BGH-Urteil vom 18.11.2016 – V ZR 221/1

Nach der neuen Landesbauordnung des Landes Berlin müssen Rauchmelder in allen Wohn-, Kinder- und Schlafzimmern, nicht aber in der Küche installiert werden. Auch Flure, über die Rettungswege führen, muss der Eigentümer mit Warngeräten ausrüsten. Die Pflicht gilt für Neubauten ab dem 1. Januar 2017; bis Ende 2020 müssen auch ältere Wohnungen über Rauchmelder verfügen.

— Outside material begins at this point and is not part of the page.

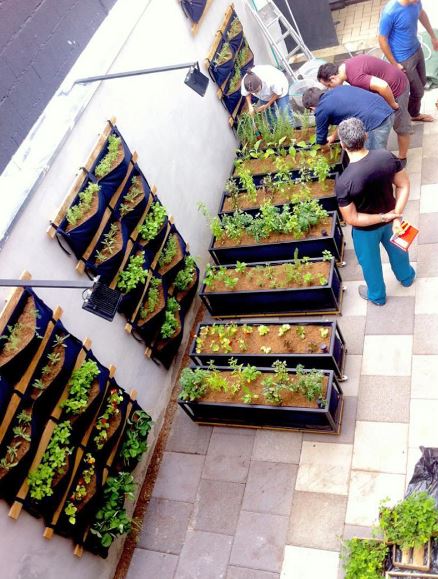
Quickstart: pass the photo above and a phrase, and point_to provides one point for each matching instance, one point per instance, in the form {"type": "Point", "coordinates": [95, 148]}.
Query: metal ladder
{"type": "Point", "coordinates": [267, 16]}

Gilt für Neubauten ab 2017, für Bestandsbauten ab 2020

Die Hauptstadt ist das letzte Bundesland, das eine solche Regel einführt. Im Gegensatz zu anderen Bundesländern ist man in Berlin aber einen Schritt weiter gegangen und hat Rauchwarnmelder auch für Wohnzimmer verordnet. Gerade dort seien oft viele elektronische Geräte – und somit potenzielle Gefahrenquellen – ans Stromnetz angeschlossen, die einen Brand auslösen könnten.

Die Kosten trägt der Eigentümer

Die neue Bauordnung besagt, dass die Kosten für die Installation und die Wartung der Rauchwarnmelder zunächst von den Eigentümern getragen werden, welche diese aber zumindest zum Teil über die Betriebskosten auf die Mieter/Privathaushalte umlegen können.